In the end, the Emile was good. But the louche on the Tarragona was thick. I will see if I can find the picture... could the age have something to do with it?
Marc Chevalier (Chevalier)
Absinthe Mafia
Username: Chevalier

Post Number: 1246
Registered: 11-2001


Posted on Tuesday, April 29, 2003 - 8:52 am:   Edit PostPrint Post

Weird. I know you've mentioned this before, Brett: that stirring hasn't affected the louche in your glass of Emile 68. But for some reason, it always takes away the cloudiness from mine, and thins it out. As a complete and total non-chemist, I have no idea why.
Brett Tyre (Brett)
le Duc
Username: Brett

Post Number: 139
Registered: 4-2002


Posted on Tuesday, April 29, 2003 - 8:06 am:   Edit PostPrint Post

I've now mastered the art of slow drip with a carafe. At first I thought Emile Sapin had a very pitiful louche, but after slowly dripping ice cold water into it, I can create a beautiful pale greenish louche that renders the drink almost opaque. Its quite lovely.

Stirring: I personally have not witnessed it disrupt the louche; I thought it would actually help it by belnding the anis and water even further. But that's just me.
Marc Chevalier (Chevalier)
Absinthe Mafia
Username: Chevalier

Post Number: 1245
Registered: 11-2001


Posted on Tuesday, April 29, 2003 - 7:01 am:   Edit PostPrint Post

Masque, you can obtain a fine louche from Emile 68 if you VERY slowly drip water over the sugar.
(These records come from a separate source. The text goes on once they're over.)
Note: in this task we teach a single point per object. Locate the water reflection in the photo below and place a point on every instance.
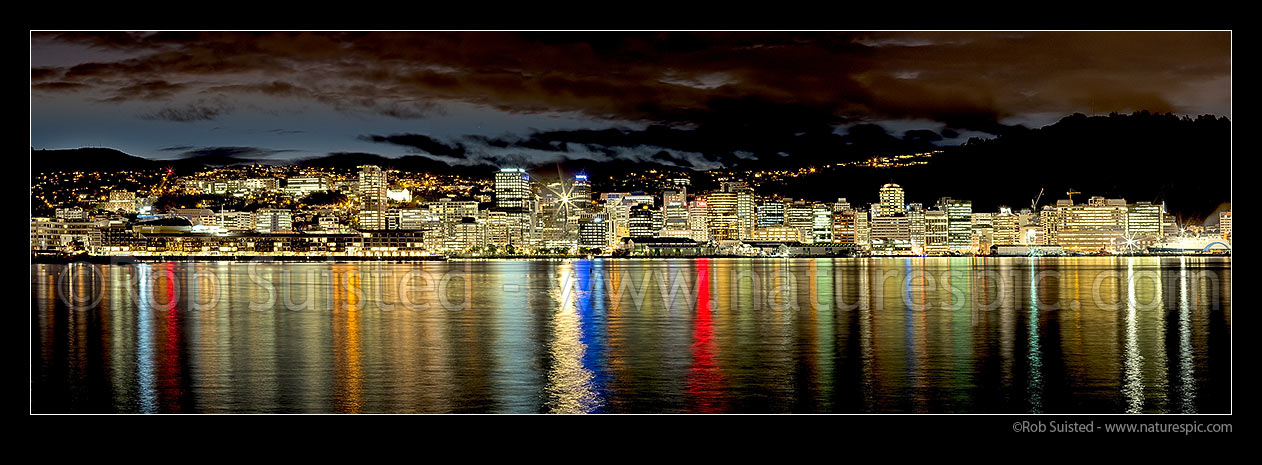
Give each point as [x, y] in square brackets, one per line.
[592, 336]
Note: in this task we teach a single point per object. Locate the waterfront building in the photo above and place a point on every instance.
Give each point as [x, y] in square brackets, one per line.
[723, 221]
[959, 224]
[303, 186]
[892, 201]
[937, 233]
[513, 190]
[273, 220]
[371, 196]
[1224, 225]
[771, 212]
[783, 234]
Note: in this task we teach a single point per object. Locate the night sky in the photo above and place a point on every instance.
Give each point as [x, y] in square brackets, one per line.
[706, 99]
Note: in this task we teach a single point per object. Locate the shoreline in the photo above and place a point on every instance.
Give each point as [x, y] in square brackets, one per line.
[125, 259]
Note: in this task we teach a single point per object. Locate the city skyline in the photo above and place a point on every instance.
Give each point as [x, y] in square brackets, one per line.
[707, 100]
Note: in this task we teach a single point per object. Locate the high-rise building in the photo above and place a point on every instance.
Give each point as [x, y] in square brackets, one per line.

You'll definitely need a fountain (or a faucet tap) to do it. Stirring the drink afterward will dissipate most of the louche, so don't stir until you've basked in the louchey glow to your heart's content.
simon pedersen (Simon)
Mousquetaire
Username: Simon

Post Number: 37
Registered: 7-2002
Posted on Tuesday, April 29, 2003 - 3:05 am:   Edit PostPrint Post

The louche of vintage pernod is not that strong compared to many. Quite often the light in the room or the way the picture was taken can make it look as though it was. However one thing i have noticed with the louche of vintage is that when left to stand for a few minutes it actually turns more opaque in texture a bit like un emile 68% does. I'm assuming that this is perhaps a characteristic of green anis.
Semi Gifted Amateur (Masque)
Mousquetaire
Username: Masque

Post Number: 21
Registered: 8-2002
Posted on Tuesday, April 29, 2003 - 1:13 am:   Edit PostPrint Post

While enjoying a glass of Emile 68, I was noticing the "thin" louche. I fiqured that this is because of a lack of star anise. I remember some pictures of vintage tarragona someone bought recently and the louche was incredibly thick... was the louche of old brought about by star anise as well, or if not, what caused it?